Манн. Я заметил только слово «доставка». Были там еще какие-то цифры — то ли номер машины, то ли максимальные нагрузки, не знаю.

Вопрос. Вы забрались в фургон, что было дальше?

Манн. Он поехал. Насколько я понял, к нашему дому.

Вопрос. В фургоне вы стояли или сидели?

Манн. Сидели, но не на полу. По одному борту шла длинная скамья. На ней все и сидели. И еще там горел свет.

Вопрос. Что было потом?

Манн. Человек, которого я знаю как Джона Андерсона, раздвинул деревянную перегородку между кабиной и фургоном. Он велел нам надеть маски и перчатки.

Вопрос. Они были заготовлены заранее?

Манн. Да, для каждого пара перчаток и маска и еще две запасных на случай, если чулки, из которых сделаны маски, порвутся при надевании.
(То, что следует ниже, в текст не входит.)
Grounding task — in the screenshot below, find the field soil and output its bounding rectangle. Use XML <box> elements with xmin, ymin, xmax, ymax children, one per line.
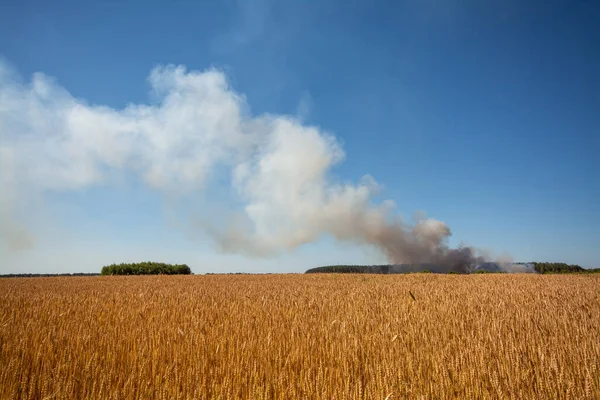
<box><xmin>0</xmin><ymin>274</ymin><xmax>600</xmax><ymax>399</ymax></box>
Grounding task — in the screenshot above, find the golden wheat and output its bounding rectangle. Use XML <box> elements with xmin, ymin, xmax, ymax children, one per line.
<box><xmin>0</xmin><ymin>274</ymin><xmax>600</xmax><ymax>399</ymax></box>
Вопрос. Значит, вы их надели?

Манн. Да.

Вопрос. И те, кто сидел в кабине, тоже?

Манн. Этого я не знаю. Андерсон снова задвинул перегородку. Я не видел, что происходило в кабине.

Вопрос. Что потом?

Манн. Какое-то время мы ехали. Затем остановились. Я услышал, как отворилась, а потом захлопнулась дверца кабины. Я решил, что это вышел Андерсон. Как я уже говорил, согласно плану, он должен был находиться на противоположной стороне улицы, когда подъедет грузовик.

Вопрос. Что было потом?

Манн. Фургон ехал дальше. Мы немножко покружили, чтобы дать Андерсону время занять позицию.

Вопрос. Который был час?

Манн. Примерно десять минут первого. Мы резко свернули, преодолели подъем. Я понял, что мы подъезжаем к заднему входу. Потом мотор затих и огни погасли.